Voltando a falar sobre os diálogos, os alunos falam de viagens em excursões feitas por eles próprios, em viagens de avião realizadas por tias e pela tia de uma amiga. Narram fatos, descrevem situações, mencionam preços, mas não indagam. Uma série de possibilidades investigativas se descortina: comparar os preços das excursões com os das viagens feitas em ônibus de carreira é uma primeira possibilidade; investigar os preços das passagens na primeira classe e na classe econômica para voos domésticos e internacionais é outra. Pergunto a Sara se ela tem certeza que a excursão é mesmo mais cara e ela afirma que sim. Em seguida, ela passa a sustentar que viajar de avião é sempre mais barato que ônibus. Pergunto se ela está sugerindo que viajar de avião pode ser mais barato que viajar de ônibus e ela afirma que é mais barato mesmo.
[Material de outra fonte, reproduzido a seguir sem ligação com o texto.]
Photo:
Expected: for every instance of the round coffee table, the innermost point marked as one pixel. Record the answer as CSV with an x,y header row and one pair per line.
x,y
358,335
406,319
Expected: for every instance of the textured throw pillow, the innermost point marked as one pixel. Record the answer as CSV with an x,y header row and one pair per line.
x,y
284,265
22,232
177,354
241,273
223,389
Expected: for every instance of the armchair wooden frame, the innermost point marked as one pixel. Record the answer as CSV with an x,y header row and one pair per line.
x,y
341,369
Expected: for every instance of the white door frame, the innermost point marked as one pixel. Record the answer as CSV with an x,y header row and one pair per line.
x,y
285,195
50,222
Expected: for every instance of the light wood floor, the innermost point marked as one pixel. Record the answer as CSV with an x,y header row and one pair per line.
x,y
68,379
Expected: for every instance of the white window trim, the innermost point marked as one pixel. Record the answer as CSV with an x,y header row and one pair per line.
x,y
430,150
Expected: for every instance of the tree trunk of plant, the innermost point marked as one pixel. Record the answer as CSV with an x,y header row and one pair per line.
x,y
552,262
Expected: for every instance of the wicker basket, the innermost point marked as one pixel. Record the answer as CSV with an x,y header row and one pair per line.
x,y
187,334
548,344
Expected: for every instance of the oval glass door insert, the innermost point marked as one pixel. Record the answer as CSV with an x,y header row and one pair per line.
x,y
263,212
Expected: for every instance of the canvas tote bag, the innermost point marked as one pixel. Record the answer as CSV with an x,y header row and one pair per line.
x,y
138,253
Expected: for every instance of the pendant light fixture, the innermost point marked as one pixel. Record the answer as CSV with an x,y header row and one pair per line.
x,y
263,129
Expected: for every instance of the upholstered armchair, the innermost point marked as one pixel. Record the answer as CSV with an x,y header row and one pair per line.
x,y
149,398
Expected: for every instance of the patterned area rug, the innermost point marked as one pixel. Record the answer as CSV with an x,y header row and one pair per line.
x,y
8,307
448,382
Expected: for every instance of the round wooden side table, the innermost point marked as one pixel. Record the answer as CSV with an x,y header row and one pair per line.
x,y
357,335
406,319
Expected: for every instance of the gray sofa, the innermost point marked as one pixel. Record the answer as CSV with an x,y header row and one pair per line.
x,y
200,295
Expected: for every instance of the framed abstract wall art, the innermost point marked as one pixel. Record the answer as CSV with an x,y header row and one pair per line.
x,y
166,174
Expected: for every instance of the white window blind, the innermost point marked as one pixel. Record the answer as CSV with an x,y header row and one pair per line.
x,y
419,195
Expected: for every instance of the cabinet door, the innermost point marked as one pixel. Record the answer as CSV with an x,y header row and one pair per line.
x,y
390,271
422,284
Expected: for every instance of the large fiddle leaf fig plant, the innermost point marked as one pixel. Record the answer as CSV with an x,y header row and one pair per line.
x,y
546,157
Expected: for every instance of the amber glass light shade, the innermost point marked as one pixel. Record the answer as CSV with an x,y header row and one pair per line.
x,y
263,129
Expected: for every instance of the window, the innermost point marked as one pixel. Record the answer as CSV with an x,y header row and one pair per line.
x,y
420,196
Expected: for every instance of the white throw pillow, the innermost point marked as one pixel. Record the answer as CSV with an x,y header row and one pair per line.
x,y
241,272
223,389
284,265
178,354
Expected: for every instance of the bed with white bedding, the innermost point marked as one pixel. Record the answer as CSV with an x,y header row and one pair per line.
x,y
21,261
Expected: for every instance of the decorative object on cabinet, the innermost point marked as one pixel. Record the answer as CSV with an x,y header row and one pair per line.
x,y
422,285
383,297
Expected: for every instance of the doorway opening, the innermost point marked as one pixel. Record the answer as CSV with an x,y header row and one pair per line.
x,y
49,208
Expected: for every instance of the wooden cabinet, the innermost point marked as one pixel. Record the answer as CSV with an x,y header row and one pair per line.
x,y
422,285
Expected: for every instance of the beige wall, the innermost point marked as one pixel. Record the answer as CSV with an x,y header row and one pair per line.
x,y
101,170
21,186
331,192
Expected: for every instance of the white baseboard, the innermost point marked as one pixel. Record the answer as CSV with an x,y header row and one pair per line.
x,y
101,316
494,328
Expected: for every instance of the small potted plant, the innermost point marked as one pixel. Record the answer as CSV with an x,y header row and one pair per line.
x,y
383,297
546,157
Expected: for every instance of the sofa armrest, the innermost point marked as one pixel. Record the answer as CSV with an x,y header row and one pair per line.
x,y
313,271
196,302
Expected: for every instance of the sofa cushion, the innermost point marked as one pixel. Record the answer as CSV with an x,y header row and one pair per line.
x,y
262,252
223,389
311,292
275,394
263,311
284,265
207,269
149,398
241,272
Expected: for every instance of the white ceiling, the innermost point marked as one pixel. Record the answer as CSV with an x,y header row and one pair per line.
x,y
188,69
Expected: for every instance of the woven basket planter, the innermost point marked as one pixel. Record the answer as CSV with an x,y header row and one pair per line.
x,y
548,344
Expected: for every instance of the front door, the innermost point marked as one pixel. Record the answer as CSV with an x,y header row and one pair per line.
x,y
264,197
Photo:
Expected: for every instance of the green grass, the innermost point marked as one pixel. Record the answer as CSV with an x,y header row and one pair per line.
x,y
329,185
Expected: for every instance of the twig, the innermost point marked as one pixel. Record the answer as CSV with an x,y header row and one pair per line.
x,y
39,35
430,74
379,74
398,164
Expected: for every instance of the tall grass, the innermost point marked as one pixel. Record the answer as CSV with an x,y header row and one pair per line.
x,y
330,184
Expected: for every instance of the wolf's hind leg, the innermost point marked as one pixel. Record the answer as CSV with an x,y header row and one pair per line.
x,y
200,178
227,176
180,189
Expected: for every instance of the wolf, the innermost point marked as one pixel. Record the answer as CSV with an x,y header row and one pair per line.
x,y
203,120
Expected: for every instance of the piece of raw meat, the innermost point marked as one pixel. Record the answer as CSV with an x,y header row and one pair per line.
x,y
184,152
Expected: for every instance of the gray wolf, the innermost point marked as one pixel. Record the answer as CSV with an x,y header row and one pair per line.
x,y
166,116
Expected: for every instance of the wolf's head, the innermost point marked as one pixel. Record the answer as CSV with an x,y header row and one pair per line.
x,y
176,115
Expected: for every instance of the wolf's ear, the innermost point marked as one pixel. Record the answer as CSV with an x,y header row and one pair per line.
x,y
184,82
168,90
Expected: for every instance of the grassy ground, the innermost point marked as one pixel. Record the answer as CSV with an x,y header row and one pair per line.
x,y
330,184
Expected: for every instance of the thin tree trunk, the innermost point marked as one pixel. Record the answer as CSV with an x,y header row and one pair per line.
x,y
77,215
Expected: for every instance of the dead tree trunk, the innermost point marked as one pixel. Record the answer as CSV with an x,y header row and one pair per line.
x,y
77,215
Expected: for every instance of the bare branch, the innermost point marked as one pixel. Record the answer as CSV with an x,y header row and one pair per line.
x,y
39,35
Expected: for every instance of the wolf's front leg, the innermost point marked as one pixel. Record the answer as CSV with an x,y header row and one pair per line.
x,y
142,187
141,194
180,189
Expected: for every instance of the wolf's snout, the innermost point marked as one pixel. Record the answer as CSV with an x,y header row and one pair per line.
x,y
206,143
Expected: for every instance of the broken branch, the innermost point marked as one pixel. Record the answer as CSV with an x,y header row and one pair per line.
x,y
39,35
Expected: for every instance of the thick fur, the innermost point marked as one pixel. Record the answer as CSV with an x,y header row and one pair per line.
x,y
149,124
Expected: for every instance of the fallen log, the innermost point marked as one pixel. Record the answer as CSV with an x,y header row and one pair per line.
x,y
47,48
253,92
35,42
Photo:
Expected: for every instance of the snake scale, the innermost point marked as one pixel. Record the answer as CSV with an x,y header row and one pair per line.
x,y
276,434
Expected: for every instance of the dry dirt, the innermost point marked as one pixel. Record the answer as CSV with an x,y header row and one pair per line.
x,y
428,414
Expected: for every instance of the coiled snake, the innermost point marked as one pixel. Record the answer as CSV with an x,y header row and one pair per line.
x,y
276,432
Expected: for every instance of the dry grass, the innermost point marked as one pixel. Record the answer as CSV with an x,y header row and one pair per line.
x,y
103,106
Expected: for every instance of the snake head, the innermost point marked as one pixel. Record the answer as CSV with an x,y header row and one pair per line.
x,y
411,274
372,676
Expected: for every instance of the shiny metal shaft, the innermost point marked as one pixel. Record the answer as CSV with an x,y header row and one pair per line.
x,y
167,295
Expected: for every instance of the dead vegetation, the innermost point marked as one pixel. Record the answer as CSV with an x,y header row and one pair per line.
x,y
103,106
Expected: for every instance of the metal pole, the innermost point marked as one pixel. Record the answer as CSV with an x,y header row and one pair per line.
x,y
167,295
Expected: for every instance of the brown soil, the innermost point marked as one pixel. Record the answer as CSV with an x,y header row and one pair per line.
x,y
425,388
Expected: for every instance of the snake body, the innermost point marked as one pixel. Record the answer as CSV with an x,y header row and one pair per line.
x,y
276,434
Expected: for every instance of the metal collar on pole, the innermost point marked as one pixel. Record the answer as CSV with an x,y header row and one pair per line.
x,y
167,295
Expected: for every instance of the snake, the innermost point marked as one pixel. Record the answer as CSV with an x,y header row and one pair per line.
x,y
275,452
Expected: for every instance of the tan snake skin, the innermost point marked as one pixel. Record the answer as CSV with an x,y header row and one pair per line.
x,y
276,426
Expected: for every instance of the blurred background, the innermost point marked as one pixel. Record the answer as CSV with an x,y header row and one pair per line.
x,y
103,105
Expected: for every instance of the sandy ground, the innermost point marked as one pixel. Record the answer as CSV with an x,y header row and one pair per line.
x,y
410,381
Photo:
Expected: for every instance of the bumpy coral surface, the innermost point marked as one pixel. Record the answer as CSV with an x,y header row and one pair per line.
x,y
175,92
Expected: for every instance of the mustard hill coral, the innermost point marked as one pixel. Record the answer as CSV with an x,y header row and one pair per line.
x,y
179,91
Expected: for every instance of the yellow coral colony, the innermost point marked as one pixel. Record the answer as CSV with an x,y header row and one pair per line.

Os questionamentos que faço frente às colocações dos alunos, principalmente Sara, sugerem que suas afirmações precisam ser averiguadas, pesquisadas, em suma, investigadas. Percebo um processo de problematização e investigação (BARBOSA, 2001) iminente, e que os portais de um cenário para investigação (SKOVSOSE, 2008) estão abertos.